The strange gentleman rose. With a look that Tallyrand never forgot,
he retreated toward the door of the next chamber, still downcast, his eyes
still looking from beneath his darkened brows.

He spoke as he retreated backward: his voice was full of meaning.

I am the only man, born in the New World, that can raise his hand
to God, and say
I have not one friend—not one—in all America.”

Tallyrand never forgot the overwhelming sadness of that look, which
accompanied these words.

“Who are you?” he cried, as the strange man retreated toward the next
room—“Your name?'

“My name—” with a smile that had more of mockery than joy in its
convulsive expression—“My name is Benedict Arnold.”

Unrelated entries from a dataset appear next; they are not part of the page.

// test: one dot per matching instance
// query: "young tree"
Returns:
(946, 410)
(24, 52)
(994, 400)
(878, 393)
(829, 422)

He was gone. Tallyrand sank into a chair, gasping the words—“Arnold
the Traitor
.”

—Thus you see, he wandered over the earth, another Cain, with the
murderer's mark upon his brow. Even in the secluded room of that Inn,
at Havre, his crime found him out and faced him, to tell his name, that
name the synonomy of infamy.

The last twenty years of his life, are covered with a cloud, from whose
darkness, but a few gleams of light flash out upon the page of history.

The manner of his death is not distinctly known. But we cannot doubt
that he died utterly friendless, that his cold brow was unmoistened by one
farewell tear, that Remorse pursued him to the grave, whispering John
Andre! in his ears, and that the memory of his course of glory, gnawed
like a canker at his heart, murmuring forever, `true to your country, what
might you have been, O, Arnold the Traitor!'

In the closing scene of this wild drama. I have dared to paint the agony
of his death-hour, with a trembling hand and hushed breath, I have lifted
the curtain from the death-bed of Benedict Arnold.